The girls in that little gradus, if they paid attention, had their rules for life. The most trifling actions, they were reminded, if good, increased their credit but if bad became a matter, when done, no apology could rectify. They were not to fork for bread, dry their underpinnings by the fire, leave lip-prints on drinking glasses, touch the teeth with the tines of a fork, use rampant witticism, stipple the shower stalls, nor effect shadowgraphs with the fingers at the Saturday movie, neither were they ever to thrust out the tongue, sigh aloud, gape, swap underwear, eat fish with the knife, use French words as that is apt to grow fatiguing, nor cultivate mimicry which was the favorite amusement of little minds. They must never strike out wantonly nor snip their nails in public, neither hawk, spit, sniff, crack fleas nor drum their fingers. They were asked not to jerk their hair out of their eyes nor sip audibly nor effect the branch of a tree for walking purposes nor indicate assent or dissent by motions of the head, as was the wont of Northern girls. Neither must they spit on their irons, crunch on cracknels, use primroses for floral decoration, say rude things like “Stir your stumps!” or “Tarnation!” or mutter anything whatsoever disrespectful about the universe. In sharply turning a corner, coming suddenly in contact with another, they had already abused a right. They were not to whistle, toast cheese in their rooms, make memorandum knots in their handkerchiefs, wangle their fingers during conversation, or indulge in parades of learning, for they would surely live to see verified that a woman who is negligent at twenty will be a sloven at forty, intolerable at fifty, and at sixty a hopeless mental case.

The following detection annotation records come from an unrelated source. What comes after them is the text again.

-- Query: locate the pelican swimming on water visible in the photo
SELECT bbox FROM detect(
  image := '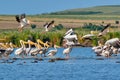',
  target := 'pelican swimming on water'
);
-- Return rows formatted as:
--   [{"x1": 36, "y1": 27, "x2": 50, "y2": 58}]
[
  {"x1": 63, "y1": 46, "x2": 72, "y2": 59},
  {"x1": 48, "y1": 45, "x2": 59, "y2": 57},
  {"x1": 15, "y1": 40, "x2": 28, "y2": 55},
  {"x1": 15, "y1": 14, "x2": 30, "y2": 32}
]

To flee affectation and to be circumspect that she offend no gentleman caller in her jesting and taunting, to appear thereby of a ready wit, was, above all, paramount.

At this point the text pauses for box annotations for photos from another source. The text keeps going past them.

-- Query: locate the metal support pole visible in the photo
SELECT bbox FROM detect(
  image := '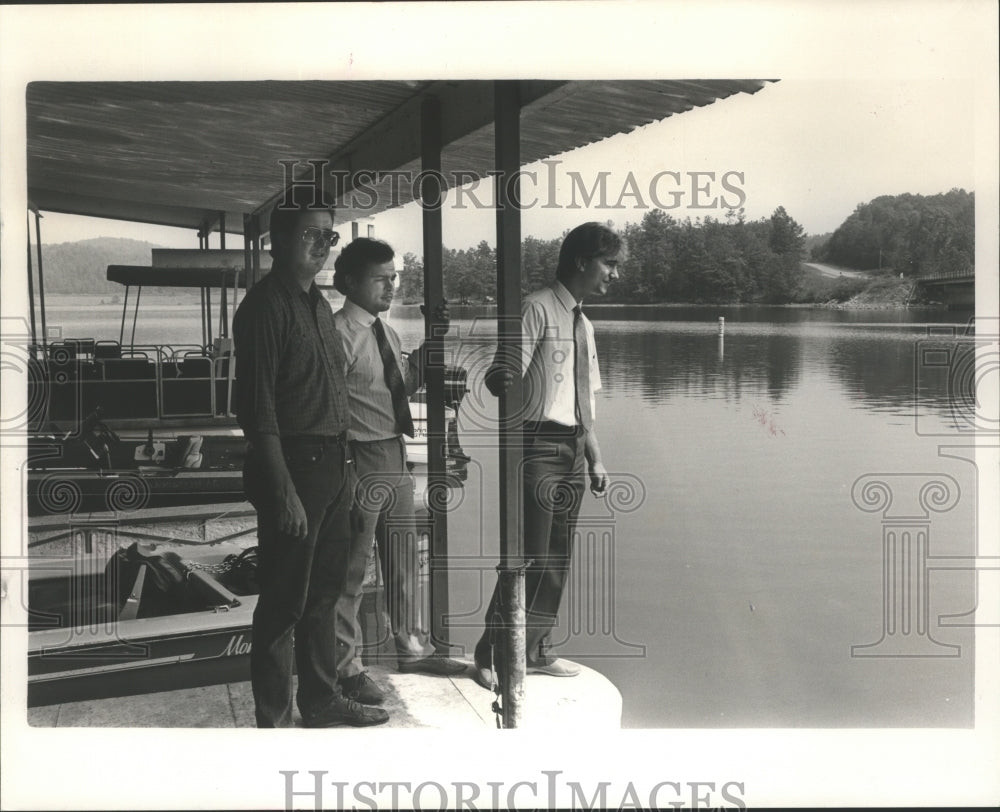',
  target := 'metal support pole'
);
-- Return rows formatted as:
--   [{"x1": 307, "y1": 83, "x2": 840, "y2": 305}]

There was, of course, this business of young men, a matter nearest their hearts because most agreeable to their ambitions, for a Southern girl without a man was like a pushwainling without wheels. Southern boys, superintended parent and patron alike, must be polished at all points and trained correctly lest they flag in those battles for which they were now in the very preparation, whether against the enemy agents of this country or in behalf of Southern ideals, of which the girls at Quinsy College, and like schools, were the most charming synecdoche, and while there was a generous plenty — an epidemic, in fact — of prep schools and Presbyterian colleges all over Virginia, anti-intellectual rest homes which taught overadvantaged quidnuncs how to wear rep ties and smile, the closest parallel to the female academy, juxtaposing chivalry with charm, was the military academy.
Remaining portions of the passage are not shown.